The confusing thing about URLs and resources is that resources are files and directories (folders) in a virtual filesystem based on the WAR. But webapp clients cannot access resources directly, because a web server is not a file server. Despite the fact that URLs typically have lots of slashes in them, URLs are strings. It's up to the webapp to interpret those strings. For example, in JSF, if I define a URL pattern such as "/faces/*" and bind it to the FacesServlet, Tomcat will route any URL requests containing the "/faces/" segment immediately following the host/port/context part of the URL to the FacesServlet. The FacesServlet will then dissect the incoming URL, pull off the View name and use that to look up the resource that defines the View. This is how a request like "/faces/secured/SecureIndex.jsp" can be used to serve up a View whose template is stored as a WAR resource under "/secured/SecureIndex.jsp". Or, if you prefer the "*.jsf" URL pattern, how "/secured/SecureIndex.jsf is resolved by using the WAR's View template resource "/secured/SecureIndex.jsp".

It's also how you can accept URLs that correspond to no file at all and return completely dynamic content such as generated charts and other graphics or "on-the-fly" PDF's.
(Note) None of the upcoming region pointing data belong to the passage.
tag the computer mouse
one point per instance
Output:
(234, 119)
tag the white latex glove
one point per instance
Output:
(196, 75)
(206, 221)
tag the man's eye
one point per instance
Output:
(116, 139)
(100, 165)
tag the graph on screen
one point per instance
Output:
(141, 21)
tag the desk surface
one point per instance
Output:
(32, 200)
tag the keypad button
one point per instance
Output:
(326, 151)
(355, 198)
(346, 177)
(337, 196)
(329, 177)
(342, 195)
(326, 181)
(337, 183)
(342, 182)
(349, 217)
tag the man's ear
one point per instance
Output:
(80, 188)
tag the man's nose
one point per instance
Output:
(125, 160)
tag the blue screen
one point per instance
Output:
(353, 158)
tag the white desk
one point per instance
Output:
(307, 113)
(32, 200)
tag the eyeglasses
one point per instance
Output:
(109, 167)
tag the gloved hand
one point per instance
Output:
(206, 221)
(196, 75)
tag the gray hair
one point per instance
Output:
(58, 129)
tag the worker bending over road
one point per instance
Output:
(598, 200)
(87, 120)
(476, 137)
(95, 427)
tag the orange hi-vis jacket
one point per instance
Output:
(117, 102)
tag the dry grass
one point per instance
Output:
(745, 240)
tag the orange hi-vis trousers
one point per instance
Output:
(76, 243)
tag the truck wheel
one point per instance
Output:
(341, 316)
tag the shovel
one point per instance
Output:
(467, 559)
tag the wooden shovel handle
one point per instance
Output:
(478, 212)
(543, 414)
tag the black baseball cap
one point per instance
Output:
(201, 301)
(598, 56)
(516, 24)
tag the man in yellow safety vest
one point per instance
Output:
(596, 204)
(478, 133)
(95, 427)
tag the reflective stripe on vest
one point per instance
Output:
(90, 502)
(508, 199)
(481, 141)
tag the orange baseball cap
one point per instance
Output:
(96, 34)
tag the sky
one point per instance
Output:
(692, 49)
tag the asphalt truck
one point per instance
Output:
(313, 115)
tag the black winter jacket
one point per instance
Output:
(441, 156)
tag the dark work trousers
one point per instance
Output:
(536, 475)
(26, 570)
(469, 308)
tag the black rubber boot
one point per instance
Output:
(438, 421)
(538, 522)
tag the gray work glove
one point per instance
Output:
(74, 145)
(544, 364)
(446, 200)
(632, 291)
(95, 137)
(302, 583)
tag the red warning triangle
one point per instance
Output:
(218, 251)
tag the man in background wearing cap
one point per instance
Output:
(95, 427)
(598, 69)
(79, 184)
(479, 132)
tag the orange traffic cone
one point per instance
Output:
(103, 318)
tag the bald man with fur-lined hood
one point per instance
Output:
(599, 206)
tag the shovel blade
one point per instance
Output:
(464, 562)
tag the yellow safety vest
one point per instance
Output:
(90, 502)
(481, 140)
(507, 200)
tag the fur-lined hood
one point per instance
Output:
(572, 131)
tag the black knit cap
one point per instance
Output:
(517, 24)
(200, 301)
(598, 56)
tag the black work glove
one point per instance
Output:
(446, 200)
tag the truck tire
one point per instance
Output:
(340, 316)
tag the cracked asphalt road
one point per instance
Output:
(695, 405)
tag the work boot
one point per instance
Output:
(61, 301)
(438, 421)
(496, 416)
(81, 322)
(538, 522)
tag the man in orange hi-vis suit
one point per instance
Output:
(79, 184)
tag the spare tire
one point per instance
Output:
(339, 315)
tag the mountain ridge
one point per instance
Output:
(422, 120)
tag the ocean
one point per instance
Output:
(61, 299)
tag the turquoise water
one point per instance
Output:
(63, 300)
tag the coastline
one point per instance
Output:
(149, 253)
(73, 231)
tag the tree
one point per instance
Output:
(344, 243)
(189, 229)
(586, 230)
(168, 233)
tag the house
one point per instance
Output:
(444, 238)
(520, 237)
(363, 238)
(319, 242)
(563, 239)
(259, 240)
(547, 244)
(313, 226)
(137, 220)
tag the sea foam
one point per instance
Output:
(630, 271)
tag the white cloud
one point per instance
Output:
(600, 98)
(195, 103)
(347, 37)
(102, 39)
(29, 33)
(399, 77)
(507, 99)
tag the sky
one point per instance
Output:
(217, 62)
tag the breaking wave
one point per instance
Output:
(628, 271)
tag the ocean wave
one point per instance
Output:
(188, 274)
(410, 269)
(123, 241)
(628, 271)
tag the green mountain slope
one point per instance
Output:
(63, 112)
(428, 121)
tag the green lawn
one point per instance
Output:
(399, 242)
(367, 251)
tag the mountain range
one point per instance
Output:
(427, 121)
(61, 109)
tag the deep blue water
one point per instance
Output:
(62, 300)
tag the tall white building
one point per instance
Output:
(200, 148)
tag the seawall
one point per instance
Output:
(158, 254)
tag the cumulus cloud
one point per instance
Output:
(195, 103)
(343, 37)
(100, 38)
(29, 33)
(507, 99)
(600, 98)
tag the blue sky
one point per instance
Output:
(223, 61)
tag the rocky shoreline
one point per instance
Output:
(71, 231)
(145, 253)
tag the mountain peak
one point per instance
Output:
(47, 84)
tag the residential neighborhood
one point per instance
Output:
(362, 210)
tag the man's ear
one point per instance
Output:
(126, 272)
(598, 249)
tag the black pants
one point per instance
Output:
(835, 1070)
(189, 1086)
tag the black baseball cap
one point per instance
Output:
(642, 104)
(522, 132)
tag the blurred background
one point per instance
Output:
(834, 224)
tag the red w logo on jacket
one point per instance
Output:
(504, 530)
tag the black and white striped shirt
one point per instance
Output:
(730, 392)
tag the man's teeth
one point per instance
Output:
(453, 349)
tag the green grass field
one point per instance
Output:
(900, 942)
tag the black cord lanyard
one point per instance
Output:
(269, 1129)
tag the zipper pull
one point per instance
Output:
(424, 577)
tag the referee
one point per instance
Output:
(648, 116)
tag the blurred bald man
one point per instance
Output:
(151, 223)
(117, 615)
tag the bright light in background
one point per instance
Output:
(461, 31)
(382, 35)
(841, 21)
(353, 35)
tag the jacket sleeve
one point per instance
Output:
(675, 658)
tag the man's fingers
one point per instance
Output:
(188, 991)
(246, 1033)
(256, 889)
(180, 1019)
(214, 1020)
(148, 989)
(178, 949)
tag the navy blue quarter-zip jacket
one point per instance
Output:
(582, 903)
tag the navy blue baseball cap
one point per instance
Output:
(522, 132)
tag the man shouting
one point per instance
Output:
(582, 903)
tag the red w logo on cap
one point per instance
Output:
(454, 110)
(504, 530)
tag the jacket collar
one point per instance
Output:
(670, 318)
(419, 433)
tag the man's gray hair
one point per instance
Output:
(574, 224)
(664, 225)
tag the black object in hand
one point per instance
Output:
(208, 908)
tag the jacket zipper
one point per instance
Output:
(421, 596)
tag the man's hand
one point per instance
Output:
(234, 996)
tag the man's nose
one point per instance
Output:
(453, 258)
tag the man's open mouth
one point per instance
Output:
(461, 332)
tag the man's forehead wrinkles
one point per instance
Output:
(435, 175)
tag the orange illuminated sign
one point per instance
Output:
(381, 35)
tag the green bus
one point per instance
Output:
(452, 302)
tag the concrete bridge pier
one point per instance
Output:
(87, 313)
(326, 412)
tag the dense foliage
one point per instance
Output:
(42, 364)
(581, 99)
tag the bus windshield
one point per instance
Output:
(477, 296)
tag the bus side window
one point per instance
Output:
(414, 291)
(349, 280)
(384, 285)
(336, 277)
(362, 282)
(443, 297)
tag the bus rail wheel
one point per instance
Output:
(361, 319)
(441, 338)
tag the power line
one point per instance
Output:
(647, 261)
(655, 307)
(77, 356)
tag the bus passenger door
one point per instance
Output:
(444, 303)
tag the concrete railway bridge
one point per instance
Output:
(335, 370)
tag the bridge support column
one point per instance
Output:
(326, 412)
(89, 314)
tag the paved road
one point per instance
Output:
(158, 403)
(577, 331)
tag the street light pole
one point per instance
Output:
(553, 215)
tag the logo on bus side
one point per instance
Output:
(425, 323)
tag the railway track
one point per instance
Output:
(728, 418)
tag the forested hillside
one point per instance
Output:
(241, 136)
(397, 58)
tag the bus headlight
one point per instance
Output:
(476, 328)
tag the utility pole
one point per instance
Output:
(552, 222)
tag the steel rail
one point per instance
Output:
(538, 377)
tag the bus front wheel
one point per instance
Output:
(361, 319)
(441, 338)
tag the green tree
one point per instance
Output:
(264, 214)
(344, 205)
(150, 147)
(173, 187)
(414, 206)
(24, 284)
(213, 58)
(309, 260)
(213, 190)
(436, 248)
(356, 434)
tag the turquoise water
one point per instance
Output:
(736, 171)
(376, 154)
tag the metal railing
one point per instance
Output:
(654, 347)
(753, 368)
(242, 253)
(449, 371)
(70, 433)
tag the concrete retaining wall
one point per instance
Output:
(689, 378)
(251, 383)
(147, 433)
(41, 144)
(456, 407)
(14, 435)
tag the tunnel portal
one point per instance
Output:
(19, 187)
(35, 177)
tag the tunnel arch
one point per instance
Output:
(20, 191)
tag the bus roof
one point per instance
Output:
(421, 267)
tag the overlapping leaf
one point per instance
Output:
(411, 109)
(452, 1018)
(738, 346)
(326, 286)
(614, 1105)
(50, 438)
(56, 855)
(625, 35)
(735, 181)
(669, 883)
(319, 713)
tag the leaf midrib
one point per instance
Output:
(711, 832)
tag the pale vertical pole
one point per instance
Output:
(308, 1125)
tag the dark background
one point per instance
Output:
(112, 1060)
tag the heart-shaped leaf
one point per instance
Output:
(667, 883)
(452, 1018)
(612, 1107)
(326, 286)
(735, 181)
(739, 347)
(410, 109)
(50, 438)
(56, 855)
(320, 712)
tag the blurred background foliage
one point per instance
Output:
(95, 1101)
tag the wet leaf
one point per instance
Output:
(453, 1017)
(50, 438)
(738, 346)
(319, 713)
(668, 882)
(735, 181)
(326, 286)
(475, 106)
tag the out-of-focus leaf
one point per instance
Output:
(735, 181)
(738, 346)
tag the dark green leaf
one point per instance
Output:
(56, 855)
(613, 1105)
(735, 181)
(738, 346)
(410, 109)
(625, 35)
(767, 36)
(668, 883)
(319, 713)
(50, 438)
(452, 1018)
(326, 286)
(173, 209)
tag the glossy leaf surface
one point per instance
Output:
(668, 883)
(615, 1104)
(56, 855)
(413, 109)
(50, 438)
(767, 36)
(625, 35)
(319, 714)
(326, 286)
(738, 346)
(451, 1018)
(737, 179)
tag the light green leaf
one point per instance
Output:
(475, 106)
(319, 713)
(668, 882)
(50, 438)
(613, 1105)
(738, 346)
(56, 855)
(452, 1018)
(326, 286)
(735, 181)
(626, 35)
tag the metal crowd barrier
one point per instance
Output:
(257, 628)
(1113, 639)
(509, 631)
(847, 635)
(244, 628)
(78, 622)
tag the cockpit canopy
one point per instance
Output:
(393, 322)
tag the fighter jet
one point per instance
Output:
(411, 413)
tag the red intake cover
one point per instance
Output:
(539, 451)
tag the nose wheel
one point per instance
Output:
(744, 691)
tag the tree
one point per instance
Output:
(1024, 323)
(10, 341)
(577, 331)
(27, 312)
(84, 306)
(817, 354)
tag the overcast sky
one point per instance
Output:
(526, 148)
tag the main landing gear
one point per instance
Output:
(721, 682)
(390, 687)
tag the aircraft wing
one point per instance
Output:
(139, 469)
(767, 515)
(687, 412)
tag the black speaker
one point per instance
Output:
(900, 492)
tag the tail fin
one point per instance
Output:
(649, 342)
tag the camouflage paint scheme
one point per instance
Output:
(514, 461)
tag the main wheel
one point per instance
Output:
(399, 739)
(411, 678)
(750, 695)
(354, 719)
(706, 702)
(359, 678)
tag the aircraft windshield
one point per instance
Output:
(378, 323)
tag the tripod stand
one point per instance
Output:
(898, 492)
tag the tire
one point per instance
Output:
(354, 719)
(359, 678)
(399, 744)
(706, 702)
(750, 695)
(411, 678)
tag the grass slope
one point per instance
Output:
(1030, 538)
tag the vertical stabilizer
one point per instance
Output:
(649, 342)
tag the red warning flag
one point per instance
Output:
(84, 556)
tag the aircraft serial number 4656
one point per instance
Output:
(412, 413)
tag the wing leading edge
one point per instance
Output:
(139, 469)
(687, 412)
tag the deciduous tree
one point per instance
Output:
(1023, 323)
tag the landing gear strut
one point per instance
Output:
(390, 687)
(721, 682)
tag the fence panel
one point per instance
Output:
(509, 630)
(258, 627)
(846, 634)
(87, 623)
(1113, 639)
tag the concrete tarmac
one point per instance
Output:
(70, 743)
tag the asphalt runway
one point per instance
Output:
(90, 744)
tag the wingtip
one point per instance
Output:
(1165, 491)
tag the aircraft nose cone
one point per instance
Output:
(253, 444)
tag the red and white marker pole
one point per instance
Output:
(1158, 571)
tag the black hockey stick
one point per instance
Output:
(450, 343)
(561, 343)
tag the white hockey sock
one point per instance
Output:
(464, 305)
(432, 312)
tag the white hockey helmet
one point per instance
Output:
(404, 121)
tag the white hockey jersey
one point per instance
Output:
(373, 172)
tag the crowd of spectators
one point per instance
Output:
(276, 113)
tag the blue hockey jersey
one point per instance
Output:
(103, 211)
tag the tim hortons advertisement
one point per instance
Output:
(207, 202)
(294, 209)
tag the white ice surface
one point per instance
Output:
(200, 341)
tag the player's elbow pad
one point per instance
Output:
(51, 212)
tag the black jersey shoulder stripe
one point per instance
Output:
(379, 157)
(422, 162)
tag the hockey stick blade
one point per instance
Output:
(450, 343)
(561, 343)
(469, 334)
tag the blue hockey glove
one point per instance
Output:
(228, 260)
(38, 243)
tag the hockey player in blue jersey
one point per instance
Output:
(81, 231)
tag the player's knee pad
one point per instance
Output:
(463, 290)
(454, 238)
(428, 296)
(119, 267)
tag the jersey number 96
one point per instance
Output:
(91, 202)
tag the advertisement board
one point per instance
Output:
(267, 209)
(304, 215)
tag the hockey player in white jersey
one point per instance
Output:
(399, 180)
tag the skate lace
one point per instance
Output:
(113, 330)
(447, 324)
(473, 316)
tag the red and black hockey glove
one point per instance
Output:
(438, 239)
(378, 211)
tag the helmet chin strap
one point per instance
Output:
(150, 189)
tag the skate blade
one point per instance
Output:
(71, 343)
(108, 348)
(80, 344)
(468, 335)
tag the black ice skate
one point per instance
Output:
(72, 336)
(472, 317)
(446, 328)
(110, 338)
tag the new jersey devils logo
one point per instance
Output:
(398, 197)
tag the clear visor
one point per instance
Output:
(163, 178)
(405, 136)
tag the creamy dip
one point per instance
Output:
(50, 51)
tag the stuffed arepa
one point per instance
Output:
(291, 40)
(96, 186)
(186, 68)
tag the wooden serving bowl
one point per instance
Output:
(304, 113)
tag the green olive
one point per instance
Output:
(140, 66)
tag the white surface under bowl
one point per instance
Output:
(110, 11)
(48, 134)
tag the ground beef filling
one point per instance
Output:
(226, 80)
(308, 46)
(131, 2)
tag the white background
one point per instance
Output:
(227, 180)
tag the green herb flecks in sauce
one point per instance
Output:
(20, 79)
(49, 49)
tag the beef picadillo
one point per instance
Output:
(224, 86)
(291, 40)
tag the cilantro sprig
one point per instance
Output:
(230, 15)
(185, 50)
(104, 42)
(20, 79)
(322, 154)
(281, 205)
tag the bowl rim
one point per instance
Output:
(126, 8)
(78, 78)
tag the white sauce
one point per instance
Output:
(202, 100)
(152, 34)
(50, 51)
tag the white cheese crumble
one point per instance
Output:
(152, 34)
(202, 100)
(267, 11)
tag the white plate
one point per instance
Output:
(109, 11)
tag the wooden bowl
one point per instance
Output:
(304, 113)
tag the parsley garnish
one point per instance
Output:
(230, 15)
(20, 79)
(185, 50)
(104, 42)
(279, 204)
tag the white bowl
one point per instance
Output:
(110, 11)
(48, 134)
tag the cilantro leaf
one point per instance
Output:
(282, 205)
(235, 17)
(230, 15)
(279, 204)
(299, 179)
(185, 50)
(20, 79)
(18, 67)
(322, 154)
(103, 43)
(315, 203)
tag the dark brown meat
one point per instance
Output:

But wait - there's one last kink in the process. Webapps usually contain a lot of completely static content such as CSS, images and JavaScript files. In a 100% pure .environment, the requests for each of these types of resources would require a servlet to process the requests. However, this would be a nuisance, so there's an implicit servlet provided by the webapp server (Tomcat) that gets control when an incoming URL doesn't match any of the explicit servlet URL patterns in web.xml or the implicit URL patterns corresponding to compiled JSPs. This implicit servlet takes the part of the URL following the host/port/context ID, up but excluding the delimiter of the service pattern (in other words, it chops off the "?parameter=" or "#" or ";jsessionid" or whatever). This segment of the URL is then used by the implicit servlet to locate the corresponding WAR resource so that, for example URL "/images/ballon.gif" locates the WAR resource "/images/ballon.gif". The implicit servlet then copies the resource byte-for-byte out to the response output stream, along with the usual freight (MIME type, cookies and so forth).

Finally, at long last, the response is returned to the client. Assuming that the incoming URL passed the security system.

Hopefully this makes the distinction between URL paths and WAR resource paths a little clearer and why it is that container security cannot protect WAR resources directly, but only URLs that would attempt to access them. Making sure that the only URLs that access them are protected is up to you.

leo donahue
Ranch Hand

Joined: Apr 17, 2003
Posts: 327
"... and why it is that container security cannot protect WAR resources directly..."

Tim, that was a really good explanation. Thanks.

Is there another way to access resources directly on the server, from the client, without a using a URL?
Tim Holloway
Saloon Keeper

Joined: Jun 25, 2001
Posts: 16895

leo donahue wrote:

Is there another way to access resources directly on the server, from the client, without a using a URL?

Yes. Install file server software and make a Windows Networking and/or NFS share out of the resources.

Of course doing that for a WAR would expose the WAR's internal software components to the unwashed masses, and exposing a filesystem share to the open Internet is simply begging for trouble. And the client would have to have a network filesystem client package installed, although for Windows Networking, that's part of the standard OS package.

However, if you want to use HTTP to get at a resource, you have to play by HTTP rules.

Just as well. We've got enough security problems as it is.